I'm writing a numerical optimization, and I'm having a problem with an expression of the form $$ e^{-t} (1+\mathrm{erf}(t)) $$
The overall shape of the function looks correct, but when $t$ is small, $e^{-t}$ is huge while $(1+\mathrm{erf}(t))$ is very small, and their product is also small. This leads to horrible floating point inaccuracies.
I know, of course, that there are multiple things I can do to remedy this, including scaling my problem so that the values are more reasonably sized. Another is to reformulate the expression to avoid ever computing the huge intermediate values. In the particular example I've given, this is simple: $$ e^{-t} (1+\mathrm{erf}(t)) \\ \exp{\left[ \log(e^{-t}) + \log{(1+\mathrm{erf}(t))} \right]} \\ \exp{\left[ -t \log{(1+\mathrm{erf}(t))} \right]} $$ ...which is well behaved for all reasonable values of $t$.
However, in my actual expression, there are various parameters with respect to which I take the derivative. The resulting expressions are hideous and reformulating them by hand is daunting (although tractable).
Is there a way to make Mathematica reformulate an expression while attempting to avoid expressions that will be numerically unstable? I don't expect Mathematica to be automatically aware of which expressions will be problematic, but if I could, for example, simply instruct it to avoid using Exp[]

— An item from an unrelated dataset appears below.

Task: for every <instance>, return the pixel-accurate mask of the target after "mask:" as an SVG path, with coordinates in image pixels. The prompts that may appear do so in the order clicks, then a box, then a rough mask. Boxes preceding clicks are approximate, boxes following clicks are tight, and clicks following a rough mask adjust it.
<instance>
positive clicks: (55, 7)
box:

unless it absolutely must, this would be a very useful tool for me (and I suspect for other people working on numerical optimization!).
Note: I am not doing the optimization work in Mathematica. I'm only using Mathematica to help derive analytical gradients for my merit function. Therefore, any features of Mathematica which would eliminate the numerical inaccuracy only in Mathematica doesn't really help me.